Ascended the N. slope route via the Red Lake approach. Took some very humbling turns on my splitboard in highly variable snow conditions below the Split-Prater saddle...glad I had the (dis)pleasure of hauling it all the way to 13K.
Reached the summit on our "layover" day while camped at the lake below Mather Pass. Lots of scree but a beautiful summit view on a perfectly clear and windless day.
I spent a week around the Palisade Lakes and Mather Pass just bagging peaks in the area. This was the easy hike up from the John Muir Trail.
Climbed from Red Lake with an SPS group. It was a tough, but enjoyable hike. I really liked the view.
7500 feet in one day... a new personal record - the climb was wonderful though - those cliffs when you first hit the ridge are wicked... and the split part of the mountain up top is wild - I think I am running out of easy 14ers, hmmm...
Soloed the N ridge from Red Lake when Mike hit the wall after climbing Mt Sill the prior day. These were my final two Calif 14ers.
definitely more difficult than i expected but a beautiful mountain. the drive to red lake trailhead was a real treat!
Daytripped from Orange County. I thought it was pretty tough for an "easy 14er".
Climbed Split Mountain June 16th of 2008, via the N. Slope from Taboose Pass. I easily nabbed Mount Prater the next day and spent a nice two night stay just below both peaks.

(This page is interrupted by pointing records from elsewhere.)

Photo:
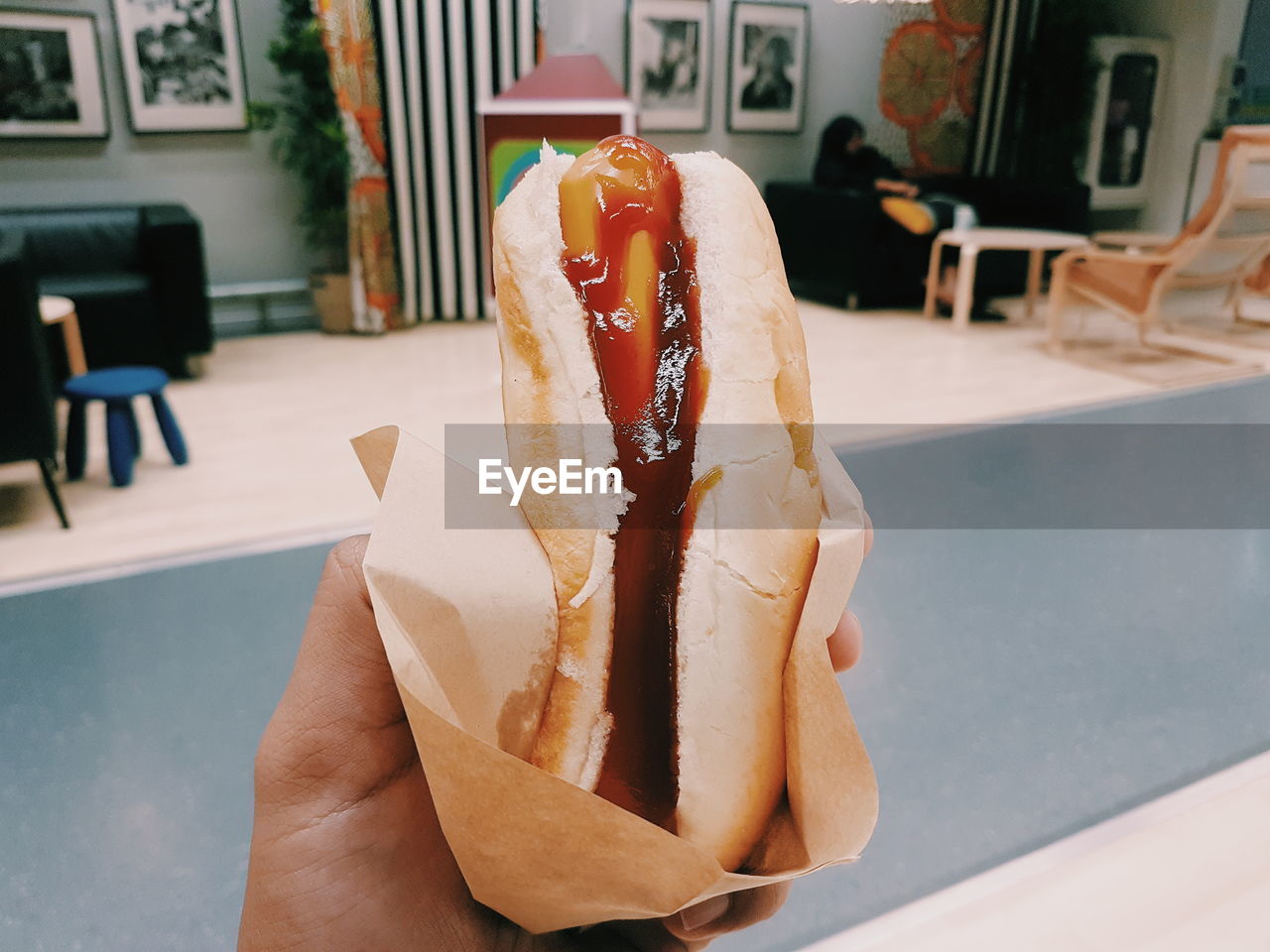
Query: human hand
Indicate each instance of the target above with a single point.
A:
(347, 852)
(906, 189)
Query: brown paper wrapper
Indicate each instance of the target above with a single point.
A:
(467, 620)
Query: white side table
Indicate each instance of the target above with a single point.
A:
(1035, 241)
(62, 309)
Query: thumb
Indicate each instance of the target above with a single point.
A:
(339, 730)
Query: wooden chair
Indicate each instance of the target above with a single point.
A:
(1227, 244)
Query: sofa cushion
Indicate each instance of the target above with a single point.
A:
(80, 287)
(76, 240)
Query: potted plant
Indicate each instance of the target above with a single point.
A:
(309, 141)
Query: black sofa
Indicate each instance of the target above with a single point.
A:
(839, 248)
(28, 416)
(135, 273)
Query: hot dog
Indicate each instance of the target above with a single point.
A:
(643, 309)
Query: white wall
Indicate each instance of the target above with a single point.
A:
(1203, 32)
(245, 200)
(844, 61)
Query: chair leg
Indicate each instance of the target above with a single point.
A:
(1057, 304)
(46, 472)
(172, 435)
(75, 440)
(118, 436)
(135, 431)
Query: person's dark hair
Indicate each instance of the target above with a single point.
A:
(837, 134)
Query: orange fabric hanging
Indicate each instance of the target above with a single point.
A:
(349, 40)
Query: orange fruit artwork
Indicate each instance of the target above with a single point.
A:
(961, 17)
(940, 148)
(917, 72)
(969, 71)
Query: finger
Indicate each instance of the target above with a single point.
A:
(341, 665)
(742, 910)
(636, 936)
(846, 643)
(339, 729)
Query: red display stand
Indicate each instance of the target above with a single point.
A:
(570, 100)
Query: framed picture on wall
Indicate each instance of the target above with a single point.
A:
(668, 58)
(182, 64)
(767, 67)
(51, 76)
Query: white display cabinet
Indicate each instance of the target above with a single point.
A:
(1123, 141)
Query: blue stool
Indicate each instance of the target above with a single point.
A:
(116, 388)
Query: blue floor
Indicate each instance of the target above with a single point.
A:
(1017, 685)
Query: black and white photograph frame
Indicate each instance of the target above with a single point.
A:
(51, 79)
(182, 64)
(670, 58)
(767, 66)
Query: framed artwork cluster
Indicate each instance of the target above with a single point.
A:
(182, 64)
(670, 55)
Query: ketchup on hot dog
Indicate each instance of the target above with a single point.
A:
(633, 270)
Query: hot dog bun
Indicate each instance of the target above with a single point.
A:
(740, 589)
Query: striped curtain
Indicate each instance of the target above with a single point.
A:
(441, 60)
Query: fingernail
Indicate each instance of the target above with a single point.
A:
(699, 915)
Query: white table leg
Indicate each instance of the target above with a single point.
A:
(965, 270)
(1035, 259)
(933, 278)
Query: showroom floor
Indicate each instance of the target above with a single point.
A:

Camped at Red Lake. Uneventful climb.
Climbed Split with my wife last summer. Great fun- a little challenging route-finding through scree slope, but isolated and fun and worth the effort just the same.
Climbed Northeast Arete (IV, 5.8) with Pavel on a perfect summer day. 15 long pitches (150'+) and one rappel with a few memorable spots, abundance of loose rock (although, not enough to make it disgusting) and wicked knife edges. Existing beta was useless; we pretty much found our own way which included a 5.10 pitch. 11.5 hours from the route start to the summit ridge. Descended in the dark for a 19 hour camp to camp marathon.
Many props to the late great Galen Rowell for soloing this route on his FA. There is no way in the world I'd attempt something like this unroped.
First trip back into the mountains after surgery to repair a broken ankle 21 weeks earlier ... thus this trip worked me, on of the hardest times I've had in the mountains. Hot weather didn't help - +100degF at trail head. Climbed with Ken T. Bottom line = a safe and successful 14'er summit.
We camped near the lake and on the summit day we departed quite early around 4:00 am. By 7:30 am we already summited the peak and soon (around 9 :00 am ) safely returned to the base camp. It was nice, clear day.